Corporate legal department, although being regarded as the back office of a company, is situated as a bridge between the company’s management and other functional departments. Placing growing importance of corporate law department under the management shows that the company could unceasingly keep everything under control and mitigate foreseen risks.
Traditionally, lawyers are frequently invited for dispute resolution, or worse, kept out entirely, instead of acting as strategic advisors because of a poorly structured legal department. It is very difficult for a corporate legal department to provide preventive advice to an organization that communicates only on a crisis basis. Thus, the ideal structure of the legal department should enables the clients/companies to intuitively understand “who is who” in the legal department.

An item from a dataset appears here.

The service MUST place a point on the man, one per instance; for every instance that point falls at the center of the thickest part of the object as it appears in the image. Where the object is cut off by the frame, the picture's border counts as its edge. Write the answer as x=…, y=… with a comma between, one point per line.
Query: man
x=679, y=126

Decentralization v. Centralization
In a decentralized legal department, a lawyer situated in a business unit would report to both the senior executive of the business unit and the general counsel. This is also true for global companies. In contrast, corporate legal departments in highly centralized companies can make effective use of traditional organizational structures in which the general counsel reports to the CEO and all the members of the legal department report, through supervisory personnel, into the general counsel’s office. This can be a traditional layered hierarchy with a layer of supervisory middle management. In a corporate culture where middle management was not needed (flat management), the flat legal department is wise to avoid managers and focus its limited staff on active practitioners.
Managing relationships with outside counsel
Most law firms treat general counsel and its legal staff (rather than the business executives) as the “client”, but it is critical for both inside and outside lawyers to remember that the only real client is the company. Clients’ desires are that both inside and outside counsel would be able to deliver professionalism, responsiveness, efficiency, and cost-effective legal service. Thus, ownership of the client relationship must be mutual, not mutually exclusive.
The owners and executives of some companies, especially in start-ups and small companies, may personally select outside counsels. It also occurs in large and long-standing companies where the outside counsel relationships pre-date the current general counsel or the in-house staff. In these cases, the executives may feel comfortable with their outside counsel and do not want to change the relationship. In other cases, outside lawyers or firms are selected based on historic success in critical litigation or transactions, other than personal relationships or an individual’s or firm’s reputation.
In the event that in-house counsel simply retain outside counsel to advise them on legal issues, an outside counsel that is working directly with the client adds a little value to the assigned legal work.
In complex M&A transactions or large litigation, in-house and outside counsel typically work side-by-side to facilitate various aspects of the deal or case (conducting due diligence, negotiating transaction documents with seller or buyer side, pre-merger and post-merger notification, etc.). In these circumstances, one member of the team, an in-house counsel or outside counsel, could manages the overall project.
Diversity is needed
Engaging specific outside counsels for a long time can create serious professional concerns. There are some cases that the wrong lawyers or law firm are handling projects or they are too costly. As a result, general counsel are frustrated that they cannot control the economics of the relationship.
Furthermore, outside counsels may keep inside counsels out of the decision loop as they are so intimate with the executives. Sometimes, two lawyers are not better than one. In addition to the expense of an internal legal department, the corporate legal department find themselves paying outside counsel for the same advice.